Satellite detects solitary waves in space for the first time
Paris, March 9 : Solitary waves that do not change form or lose energy in space, have been detected and explained for the first time thanks to data derived from the satellites of the Cluster constellation.
In theory, these solitary waves, called solitons, propagate endlessly maintaining their shape and form as well as velocity, which means that they do not lose energy with time.
John Scott Russel, who named it a 'wave of translation', first noticed the phenomenon in a water canal in England in 1834.
In water, solitons can be created when a sudden impulse hits the medium and propagates along it. This is made possible by a delicate balance of physical parameters that reinforces the wave without additional energy input externally.
Today, optic fibres carry large amounts of information over very long distances making use of soliton waves. This provides crystal-clear international phone calls and fast internet connections.
On 30 March 2002, at a distance of 50,000 km from Earth, the satellites of the Cluster constellation detected turbulence in the magnetopause, the outer boundary of the magnetosphere.
Simultaneous measurements by three of the satellites detected a soliton breaking away from the turbulent region towards the magnetosphere. The wave travelled for a long distance and vanished at some point.

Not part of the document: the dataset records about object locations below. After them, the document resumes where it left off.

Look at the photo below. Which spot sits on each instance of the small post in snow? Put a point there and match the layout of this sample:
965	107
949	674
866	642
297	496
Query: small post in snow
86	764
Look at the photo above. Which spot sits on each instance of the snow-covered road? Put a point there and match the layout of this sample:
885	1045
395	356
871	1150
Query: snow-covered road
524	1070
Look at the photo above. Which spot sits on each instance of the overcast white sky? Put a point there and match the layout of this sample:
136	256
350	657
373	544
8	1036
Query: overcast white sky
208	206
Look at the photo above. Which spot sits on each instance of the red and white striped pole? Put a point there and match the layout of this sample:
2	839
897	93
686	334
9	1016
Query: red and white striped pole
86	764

"Knowing the positions and separation of the spacecraft at that time, we have found that the wave was 6-7 km in size and moved in towards the magnetosphere at roughly 8 to 9 km/s. We couldn't have done this without multiple spacecraft," said Raoul Trines of the Rutherford Appleton Laboratory, UK, lead author of the study.

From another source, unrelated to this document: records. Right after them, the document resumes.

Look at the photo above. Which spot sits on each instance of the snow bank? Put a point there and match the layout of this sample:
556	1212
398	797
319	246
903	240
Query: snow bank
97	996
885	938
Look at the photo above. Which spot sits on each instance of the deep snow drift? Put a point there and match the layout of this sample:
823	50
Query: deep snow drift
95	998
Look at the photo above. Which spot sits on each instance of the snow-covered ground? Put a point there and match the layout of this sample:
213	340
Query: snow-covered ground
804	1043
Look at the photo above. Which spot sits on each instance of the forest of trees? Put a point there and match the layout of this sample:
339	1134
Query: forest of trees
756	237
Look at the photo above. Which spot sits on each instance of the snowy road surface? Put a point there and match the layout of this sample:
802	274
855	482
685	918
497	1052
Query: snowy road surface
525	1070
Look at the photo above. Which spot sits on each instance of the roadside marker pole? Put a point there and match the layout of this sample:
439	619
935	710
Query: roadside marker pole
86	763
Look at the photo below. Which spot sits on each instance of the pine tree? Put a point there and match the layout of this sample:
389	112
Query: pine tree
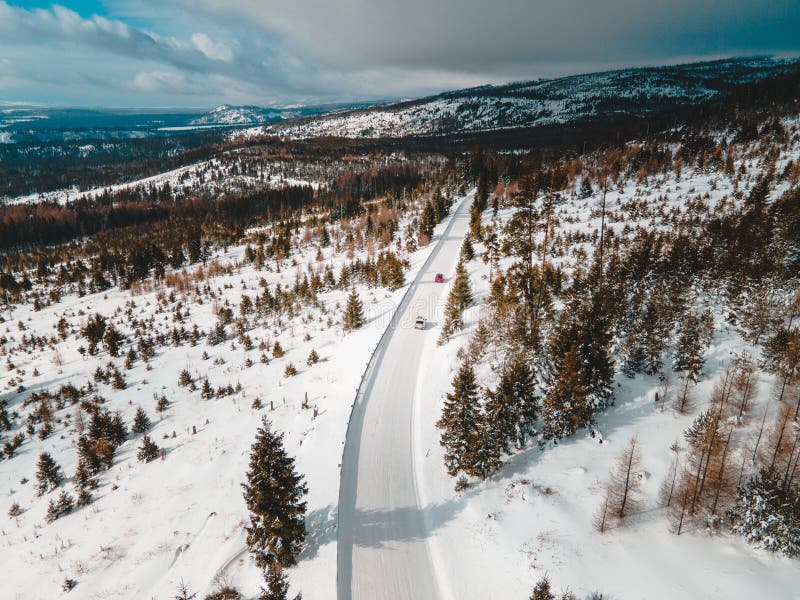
141	422
586	188
566	408
461	291
273	493
183	593
467	251
313	358
48	474
512	408
690	348
148	451
113	339
459	298
460	423
353	312
427	221
625	482
93	331
542	590
206	392
768	515
277	587
58	508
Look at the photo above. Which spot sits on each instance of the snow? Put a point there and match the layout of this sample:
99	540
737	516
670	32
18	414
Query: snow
153	524
382	551
534	517
531	104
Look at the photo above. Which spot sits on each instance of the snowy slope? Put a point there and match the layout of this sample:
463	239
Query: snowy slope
495	539
382	529
544	102
181	518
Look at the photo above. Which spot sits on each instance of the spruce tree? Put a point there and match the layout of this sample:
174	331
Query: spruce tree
460	423
48	474
141	422
566	407
353	312
542	590
58	508
277	587
461	289
148	451
459	298
467	251
427	221
273	493
690	349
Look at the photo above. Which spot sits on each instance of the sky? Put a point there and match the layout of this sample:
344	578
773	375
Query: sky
202	53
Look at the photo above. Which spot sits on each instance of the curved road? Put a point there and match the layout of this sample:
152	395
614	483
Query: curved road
381	541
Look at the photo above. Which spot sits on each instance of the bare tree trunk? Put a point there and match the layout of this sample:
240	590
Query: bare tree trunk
760	432
721	474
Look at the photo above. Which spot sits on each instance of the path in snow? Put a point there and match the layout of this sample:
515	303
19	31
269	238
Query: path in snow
382	547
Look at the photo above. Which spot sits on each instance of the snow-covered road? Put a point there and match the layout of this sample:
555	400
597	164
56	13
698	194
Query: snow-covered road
382	547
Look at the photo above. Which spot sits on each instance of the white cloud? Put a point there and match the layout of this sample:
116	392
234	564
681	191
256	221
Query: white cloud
212	49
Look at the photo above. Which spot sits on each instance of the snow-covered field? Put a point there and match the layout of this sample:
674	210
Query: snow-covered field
537	103
182	517
535	517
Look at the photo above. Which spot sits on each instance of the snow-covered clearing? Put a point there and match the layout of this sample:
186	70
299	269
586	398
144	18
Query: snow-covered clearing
182	517
534	517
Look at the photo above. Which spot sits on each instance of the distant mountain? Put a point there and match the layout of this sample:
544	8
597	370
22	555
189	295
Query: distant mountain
31	124
255	115
631	92
241	115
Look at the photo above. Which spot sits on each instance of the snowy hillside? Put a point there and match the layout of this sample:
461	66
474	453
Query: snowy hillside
537	516
545	102
180	518
241	115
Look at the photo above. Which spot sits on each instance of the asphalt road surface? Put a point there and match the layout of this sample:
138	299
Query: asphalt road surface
382	548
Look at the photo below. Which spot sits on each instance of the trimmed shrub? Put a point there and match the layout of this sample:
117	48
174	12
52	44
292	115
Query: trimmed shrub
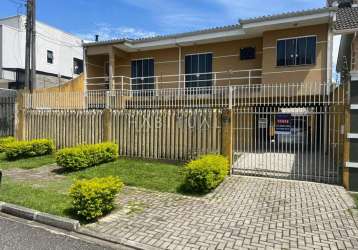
4	141
25	149
85	156
205	173
95	197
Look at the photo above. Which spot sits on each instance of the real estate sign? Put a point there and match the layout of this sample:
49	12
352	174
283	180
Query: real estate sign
283	124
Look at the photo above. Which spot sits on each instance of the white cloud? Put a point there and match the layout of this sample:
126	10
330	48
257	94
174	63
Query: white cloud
108	32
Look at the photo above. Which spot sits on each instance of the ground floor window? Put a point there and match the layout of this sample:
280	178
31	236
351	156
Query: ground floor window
198	70
142	74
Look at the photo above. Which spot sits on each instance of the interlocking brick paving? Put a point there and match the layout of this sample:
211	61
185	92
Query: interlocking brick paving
243	213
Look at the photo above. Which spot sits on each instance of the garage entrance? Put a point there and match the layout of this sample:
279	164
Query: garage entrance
301	141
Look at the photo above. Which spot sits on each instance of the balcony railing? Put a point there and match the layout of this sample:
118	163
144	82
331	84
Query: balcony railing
208	79
299	94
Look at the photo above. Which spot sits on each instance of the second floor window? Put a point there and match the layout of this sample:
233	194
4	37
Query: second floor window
142	74
77	66
50	56
296	51
198	70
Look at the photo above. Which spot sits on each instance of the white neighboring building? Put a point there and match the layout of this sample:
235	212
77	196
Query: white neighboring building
59	54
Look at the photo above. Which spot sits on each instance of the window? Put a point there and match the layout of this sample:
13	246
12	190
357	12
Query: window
143	74
247	53
77	66
296	51
198	70
50	56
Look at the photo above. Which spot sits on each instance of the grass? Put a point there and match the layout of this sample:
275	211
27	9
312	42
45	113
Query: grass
40	199
52	196
29	163
152	175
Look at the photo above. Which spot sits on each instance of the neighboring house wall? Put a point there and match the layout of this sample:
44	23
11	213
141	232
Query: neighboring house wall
65	48
226	57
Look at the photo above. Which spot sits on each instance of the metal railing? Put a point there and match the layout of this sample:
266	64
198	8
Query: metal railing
307	93
220	78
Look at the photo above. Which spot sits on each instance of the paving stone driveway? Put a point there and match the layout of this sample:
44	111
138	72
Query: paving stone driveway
243	213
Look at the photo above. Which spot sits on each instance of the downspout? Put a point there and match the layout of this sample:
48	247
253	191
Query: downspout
85	81
179	67
332	17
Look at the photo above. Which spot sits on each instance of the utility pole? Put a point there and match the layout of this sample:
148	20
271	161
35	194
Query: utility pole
33	47
28	45
30	53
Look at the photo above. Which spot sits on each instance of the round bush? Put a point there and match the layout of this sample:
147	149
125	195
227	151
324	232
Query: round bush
205	174
95	197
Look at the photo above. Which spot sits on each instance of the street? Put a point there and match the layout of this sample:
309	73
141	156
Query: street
20	234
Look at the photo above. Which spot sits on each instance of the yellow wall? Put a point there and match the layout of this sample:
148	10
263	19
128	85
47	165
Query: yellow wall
75	85
226	57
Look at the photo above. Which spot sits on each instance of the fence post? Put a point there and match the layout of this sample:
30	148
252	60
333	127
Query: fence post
20	117
227	135
107	125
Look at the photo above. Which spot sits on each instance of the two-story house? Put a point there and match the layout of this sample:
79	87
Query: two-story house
291	47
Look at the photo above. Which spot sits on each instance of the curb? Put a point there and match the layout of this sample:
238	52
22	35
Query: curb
44	218
127	243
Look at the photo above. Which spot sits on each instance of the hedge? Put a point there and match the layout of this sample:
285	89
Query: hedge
95	197
205	174
25	149
85	156
4	141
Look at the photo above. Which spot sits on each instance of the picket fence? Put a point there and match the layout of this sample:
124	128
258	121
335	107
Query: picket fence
156	134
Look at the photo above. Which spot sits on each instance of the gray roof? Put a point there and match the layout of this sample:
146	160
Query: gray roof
215	29
284	15
347	19
160	37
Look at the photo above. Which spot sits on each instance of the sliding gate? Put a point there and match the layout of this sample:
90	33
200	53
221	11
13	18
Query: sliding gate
290	138
7	112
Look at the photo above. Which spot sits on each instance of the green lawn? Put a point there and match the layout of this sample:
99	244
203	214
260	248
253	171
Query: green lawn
52	196
152	175
34	162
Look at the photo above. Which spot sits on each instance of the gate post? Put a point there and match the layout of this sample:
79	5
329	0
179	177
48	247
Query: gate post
20	117
107	125
227	134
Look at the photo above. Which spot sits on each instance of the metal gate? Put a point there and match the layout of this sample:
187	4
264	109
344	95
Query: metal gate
295	137
7	112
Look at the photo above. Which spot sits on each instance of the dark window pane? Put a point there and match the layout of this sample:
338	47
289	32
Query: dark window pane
77	66
247	53
301	51
202	69
196	69
188	71
145	73
151	73
142	72
291	52
209	68
281	51
50	56
311	50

The observations performed by the Cluster satellites were found to be in good agreement with computer simulations, confirming earlier theoretical predictions of their existence.
"Thanks to its multiple spacecraft, Cluster has the unique capability to differentiate spatial variations from temporal variations. This makes it the first mission to confirm the theoretical prediction of solitons in space," said Philippe Escoubet, ESA's Cluster and Double Star Project Scientist. (ANI)